“You’re OK,” I told myself over and over again, a mantra more wish than fact. I was not OK, in fact. I was hanging off the side of a sheer slope with my terrified hands clutching an alder branch, bashing my toes into the crusty snow on my way to the top of a ridge on Mount Marathon. Turning around wasn’t an option, because if I looked down that 50-foot drop, I’d really be done in.
That wasn’t the first time I’d been in that spot. The panic welling in my throat was an old friend, born in the dizzying moments at the edge of a diving board or on a trail overlooking the red-rock walls of the Grand Canyon. It visited again when I drank beers on rooftops in college in Chicago and when I climbed hundreds of stairs to the top balcony at St. Paul’s Cathedral in London, so far above the safety of knowing there was nowhere to fall.
“You’re OK,” I would tell myself, and after a moment, it would be true. I would turn back and my heart would slow again.
I’ve never been the bravest person in the world, but my approach to adventure has been affectionately described as “reckless.” My friend and I regularly wind up off the map when we hike, resulting in miles of bushwhacking through alders and knee-deep snow. I once decided to hike to Juneau Falls in the winter by myself, realized early that I had taken the wrong trail but assumed if I followed the shape of the mountains, I’d find it eventually. (I did, but only with the help of some friendly skiers.) Those times, the mantra became a prediction, as if I’d always known how it would turn out.
But there are others, too.
“You’re OK,” I remember telling myself as I meandered through the woods as a 12-year-old, completely lost. Out for a group paintball game in the forests surrounding my hometown of Prescott, Arizona, I had been shot and told to head back to camp. Unfortunately, I was born with a sense of adventure, not a sense of direction, and headed exactly the wrong way.
Two hours later, trying to stave off tears, I had managed to find a disused forest service road and began wandering down it. A distant voice filtered through the trees, and soon enough, my wild-eyed father came lumbering toward me. Vividly, I remember the scratch of his cheek on mine and the smell of pine sap as he held me, repeating softly, “Never again, never again.”
Wild adventures are alluring until they have a cost. My own somewhat reckless father learned that at 18 years old, falling from a bridge into an empty Arizona riverbed and breaking nearly every bone in his body.

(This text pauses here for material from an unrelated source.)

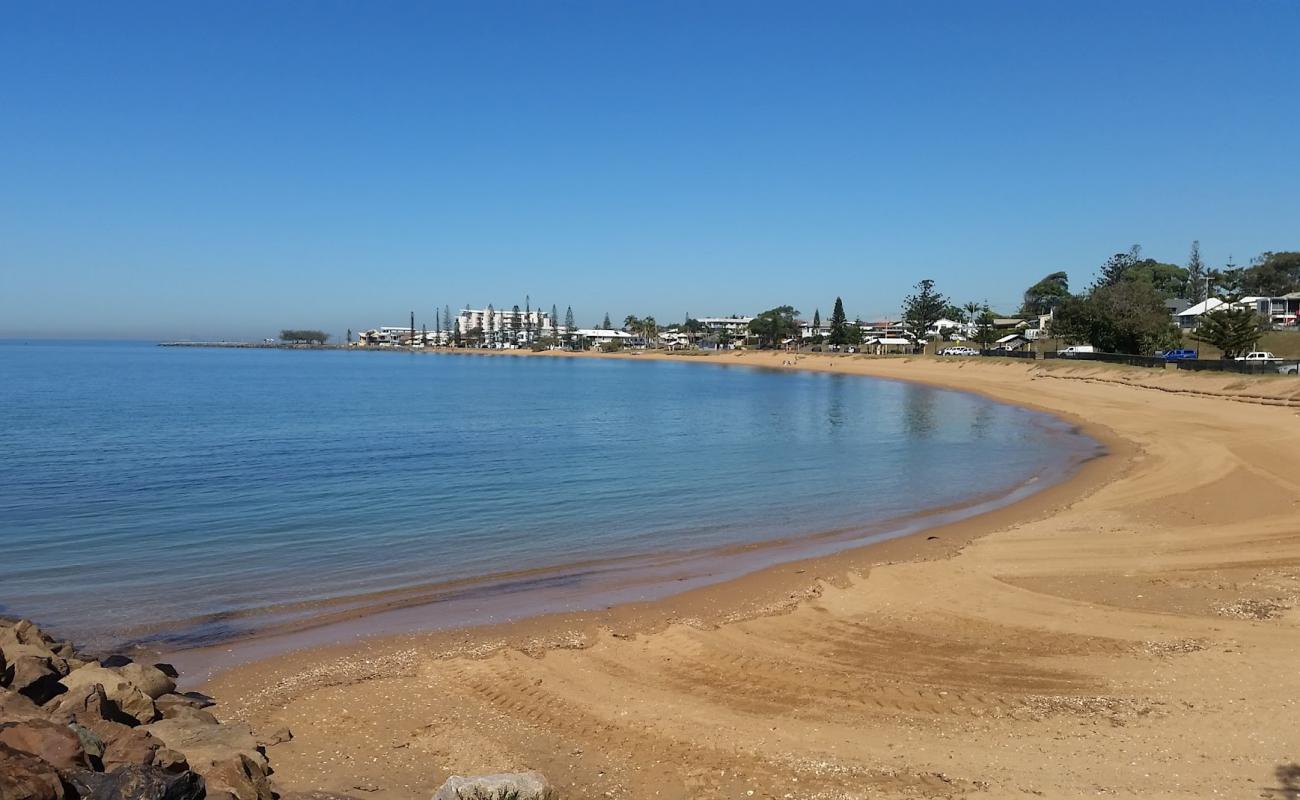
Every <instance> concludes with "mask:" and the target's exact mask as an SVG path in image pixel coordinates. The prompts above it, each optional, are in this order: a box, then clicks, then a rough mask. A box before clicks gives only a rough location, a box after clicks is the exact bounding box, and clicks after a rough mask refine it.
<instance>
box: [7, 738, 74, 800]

The resulting damage robbed him of nearly every activity he loved — rock climbing, caving, hiking, swimming — and left him with a body he jokingly described as half metal. I knew my father often by the things he could not do. Sometimes when he moved, his smile hid a wince.
And yet, the sense of adventure refused to die. His passion for bicycling inspired a lifelong love of the sport in me. I seem to have inherited his temperament, despite it having been taken long before I was born.

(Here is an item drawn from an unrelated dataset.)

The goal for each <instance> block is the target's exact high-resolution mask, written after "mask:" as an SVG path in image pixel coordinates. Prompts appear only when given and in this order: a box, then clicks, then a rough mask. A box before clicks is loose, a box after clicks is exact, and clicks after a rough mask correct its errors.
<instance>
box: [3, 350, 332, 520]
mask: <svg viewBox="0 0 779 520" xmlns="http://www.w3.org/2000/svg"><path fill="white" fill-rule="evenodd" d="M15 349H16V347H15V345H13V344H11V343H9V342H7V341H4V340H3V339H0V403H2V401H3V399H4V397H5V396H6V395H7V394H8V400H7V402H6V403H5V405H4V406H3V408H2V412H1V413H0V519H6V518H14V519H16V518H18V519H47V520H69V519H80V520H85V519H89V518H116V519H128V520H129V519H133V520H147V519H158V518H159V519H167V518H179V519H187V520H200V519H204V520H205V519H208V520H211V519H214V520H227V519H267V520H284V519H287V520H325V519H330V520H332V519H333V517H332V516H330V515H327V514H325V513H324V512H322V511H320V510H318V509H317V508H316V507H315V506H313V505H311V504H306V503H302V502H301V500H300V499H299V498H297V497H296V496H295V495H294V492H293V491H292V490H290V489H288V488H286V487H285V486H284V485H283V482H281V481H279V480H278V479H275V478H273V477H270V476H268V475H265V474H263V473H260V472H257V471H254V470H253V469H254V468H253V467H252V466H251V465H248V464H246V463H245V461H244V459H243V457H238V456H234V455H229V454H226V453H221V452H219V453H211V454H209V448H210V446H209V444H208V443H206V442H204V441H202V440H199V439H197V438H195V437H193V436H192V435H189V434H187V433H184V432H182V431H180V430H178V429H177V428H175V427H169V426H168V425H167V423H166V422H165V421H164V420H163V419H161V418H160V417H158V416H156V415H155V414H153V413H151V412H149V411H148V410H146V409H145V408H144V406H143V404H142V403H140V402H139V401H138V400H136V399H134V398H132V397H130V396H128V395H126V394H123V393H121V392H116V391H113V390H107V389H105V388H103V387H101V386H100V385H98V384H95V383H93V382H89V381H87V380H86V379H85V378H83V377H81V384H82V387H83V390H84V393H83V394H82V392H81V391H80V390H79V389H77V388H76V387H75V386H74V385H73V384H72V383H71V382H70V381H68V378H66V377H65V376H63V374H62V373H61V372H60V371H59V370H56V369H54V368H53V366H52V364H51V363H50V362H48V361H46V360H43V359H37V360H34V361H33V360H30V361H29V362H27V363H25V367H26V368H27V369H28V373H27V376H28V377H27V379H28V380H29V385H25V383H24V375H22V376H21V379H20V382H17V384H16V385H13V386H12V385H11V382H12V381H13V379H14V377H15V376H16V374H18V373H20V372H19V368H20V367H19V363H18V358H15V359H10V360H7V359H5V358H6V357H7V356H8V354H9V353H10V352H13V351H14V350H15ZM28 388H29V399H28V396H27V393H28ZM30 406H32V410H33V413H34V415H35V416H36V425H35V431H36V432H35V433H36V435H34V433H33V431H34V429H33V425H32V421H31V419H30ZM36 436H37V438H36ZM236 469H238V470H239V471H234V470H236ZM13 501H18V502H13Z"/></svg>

But I’m reminded of the years of pain he endured every time I find myself in a hairy situation, having to hope and wish everything will be fine. I’m reminded of the danger of my temperament every time I read a story about an experienced climber who fell from a cliff to his death, despite his gear, despite the clear weather. I’m reminded of the world’s wild side every time I look down the edge of a cliff and know in my blood and my brain: This could be it for me.
So, as I scrambled my way up into the bowl on Mount Marathon toward my boyfriend, who kept reminding me that I was doing fine, that I was almost there, the mantra came with a measure of humility and a reminder to take care — the consequences of accidents fall on more than just victims.
I reached the top and buried my face in my hands to slow my heart. “You’re OK,” I told myself, and it was true — this time.